Mais cela ne jouera pas lors des élections car, comme l’a rappelé Vladimir Poutine lors de sa conférence de presse, les performances économiques depuis son accession au pouvoir en 2000 sont telles que cela lui donne matière à faire face à ses contradicteurs. Le PIB a augmenté de 75%, la production industrielle de 70%, les salaires ont été multipliés par 3,5, les retraites par 3,6, la mortalité infantile a été divisée par 3,6, l’espérance de vie est passée de 65 à 73 ans.

Tous ces indicateurs lui donnent un crédit suffisant pour passer cette période décevante. Le problème c’est qu’elle s’annonce ainsi mais personne ne sait exactement pourquoi. Les prix du pétrole ont augmenté, le budget russe a été calculé avec un baril de Brent à 40$ alors qu’il est actuellement proche des 65$ ce qui devait constituer une marge de manœuvre appréciable.
Mais le rouble reste très bas, l’économie ne redémarre pas et pour des économistes comme Alexeï Koudrine, ministre des Finances, la cause de cette atonie est l’absence de réformes structurelles. Il s’agira donc d’en mettre en place pour sortir de cette période de croissance faible qui, comme le ministre se plaît à le faire remarquer, avait une existence antérieure à la baisse du prix du baril et la crise ukrainienne.

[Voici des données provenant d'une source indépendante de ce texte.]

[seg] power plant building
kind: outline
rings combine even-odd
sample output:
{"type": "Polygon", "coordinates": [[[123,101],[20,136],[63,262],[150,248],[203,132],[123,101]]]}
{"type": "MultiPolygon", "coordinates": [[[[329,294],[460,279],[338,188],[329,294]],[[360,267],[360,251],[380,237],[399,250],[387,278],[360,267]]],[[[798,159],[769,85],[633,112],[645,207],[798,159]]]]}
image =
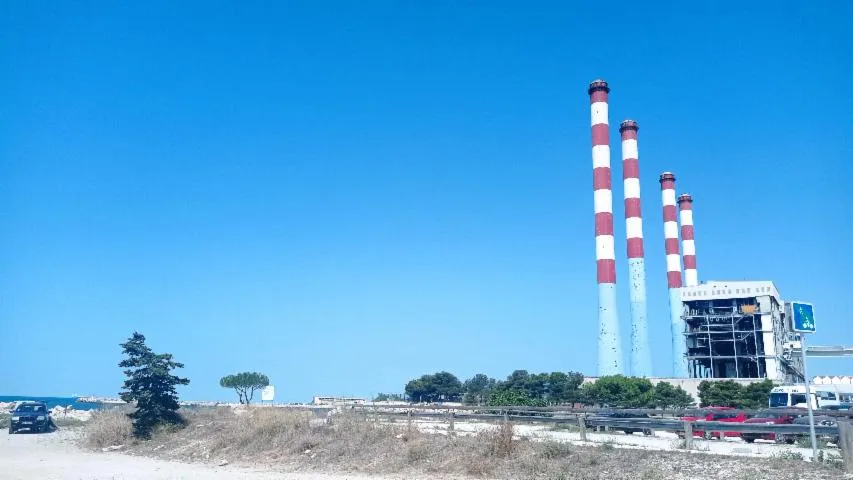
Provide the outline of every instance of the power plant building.
{"type": "Polygon", "coordinates": [[[802,382],[779,290],[769,281],[703,282],[681,288],[688,375],[802,382]]]}
{"type": "Polygon", "coordinates": [[[803,382],[802,360],[797,353],[801,348],[801,336],[791,330],[790,304],[782,299],[773,282],[699,281],[693,196],[686,193],[676,195],[675,174],[672,172],[663,172],[659,177],[669,315],[656,315],[654,319],[648,316],[637,148],[639,125],[634,120],[625,120],[619,128],[627,283],[631,301],[630,363],[629,368],[623,368],[616,308],[610,86],[604,80],[594,80],[587,93],[592,133],[598,282],[598,374],[621,374],[627,370],[631,375],[652,378],[648,331],[665,328],[668,323],[672,342],[672,378],[687,382],[719,378],[743,382],[765,378],[784,383],[803,382]]]}

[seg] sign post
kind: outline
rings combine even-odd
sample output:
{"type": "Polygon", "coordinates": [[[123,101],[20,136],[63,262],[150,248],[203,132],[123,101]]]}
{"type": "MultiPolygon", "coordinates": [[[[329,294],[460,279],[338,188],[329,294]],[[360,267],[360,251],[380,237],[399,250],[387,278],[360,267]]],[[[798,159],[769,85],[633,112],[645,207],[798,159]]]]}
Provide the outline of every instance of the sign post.
{"type": "Polygon", "coordinates": [[[809,385],[809,371],[806,367],[806,334],[815,332],[814,305],[805,302],[791,302],[791,330],[800,333],[800,352],[803,354],[803,377],[806,381],[806,405],[809,408],[809,437],[812,441],[812,459],[817,459],[817,438],[814,434],[814,411],[812,409],[812,391],[809,385]]]}
{"type": "Polygon", "coordinates": [[[274,386],[269,385],[267,387],[264,387],[263,390],[261,390],[261,401],[262,402],[272,402],[274,399],[275,399],[275,387],[274,386]]]}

Toute la question sera donc de savoir si pour son dernier mandat, Vladimir Poutine lancera des réformes structurelles ou non. S’il ne le fait pas, beaucoup de spécialistes considèrent que la Russie restera sur des taux de croissance très modestes.

Quel peut être l’impact des questions internationales sur la campagne électorale ?

Vladimir Poutine a déclaré, peu avant l’annonce de sa candidature, que les troupes russes se retireraient de Syrie hormis une couverture non chiffrée qui restera sur place. Cela correspond à une demande de l’opinion publique car les opérations en Syrie sont perçues différemment de celles en Ukraine.

Pour les Russes, l’Ukraine c’est affectif et émotionnel, la Crimée ayant toujours été russe depuis le début du 18ème siècle. Pour la plupart de l’opinion russe, c’était une erreur commise par Khrouchtchev que de céder la Crimée à l’Ukraine en 1954, puis par ses successeurs de ne pas être revenus sur ce décret ; le président ne sera donc pas critiqué. En revanche, que des citoyens russes aillent mourir en Syrie, c’est moins évident pour l’opinion russe. En annonçant le rappel des troupes, Vladimir Poutine donne un signal très clair : la guerre a été gagnée et le processus diplomatique de sortie de crise est en marche.

Ainsi, les dossiers internationaux jouent incontestablement un rôle important dans la popularité de Poutine. Pour les Russes le président a rendu à la Russie son statut de grande puissance. Pour l’heure, il s’agit d’un élément important et positif de la popularité de Vladimir Poutine.